Goalies, once the worst athletes on their teams, are now among the best, and there’s no rolling back the years of specialized coaching they’ve received and still get. Playing on the wider, international-size ice isn’t the answer, either. Because there’s not enough scoring talent to go around, it’s easier for coaches to try to neutralize opponents’ skilled players than to ask their own players to raise their games.

There are no easy answers, but maybe the recent league-wide trend toward speed over muscle will continue and will lead to more scoring.

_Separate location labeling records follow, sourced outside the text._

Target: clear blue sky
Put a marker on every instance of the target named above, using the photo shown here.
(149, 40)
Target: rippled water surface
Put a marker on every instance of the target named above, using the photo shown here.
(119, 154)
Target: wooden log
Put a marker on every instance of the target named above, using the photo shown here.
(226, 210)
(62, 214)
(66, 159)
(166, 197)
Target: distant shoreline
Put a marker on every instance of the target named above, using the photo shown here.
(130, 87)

Pittsburgh, San Jose, Tampa Bay and others thrived by emphasizing speed, and it’s likely that other teams will try to copy that formula as much as they can.

The promise of seeing more speed is among the reasons to look forward to the new season. There will be four outdoor games, the Detroit Red Wings will bid farewell to Joe Louis Arena — which will be replaced by Little Caesars Arena — the Edmonton Oilers will inaugurate gleaming, new Rogers Place, and the league will celebrate its centennial season with events that evoke the past while its teams introduce the stars of the future.

We will miss Vincent Lecavalier, who retired, and Pavel Datsyuk, who returned to Russia, but kids such as Toronto’s Auston Matthews, Edmonton’s Connor McDavid, Winnipeg’s Patrik Laine and Calgary’s Matthew Tkachuk, among others, will continue the annual replenishment of talent that sustains the NHL, flawed though it may be.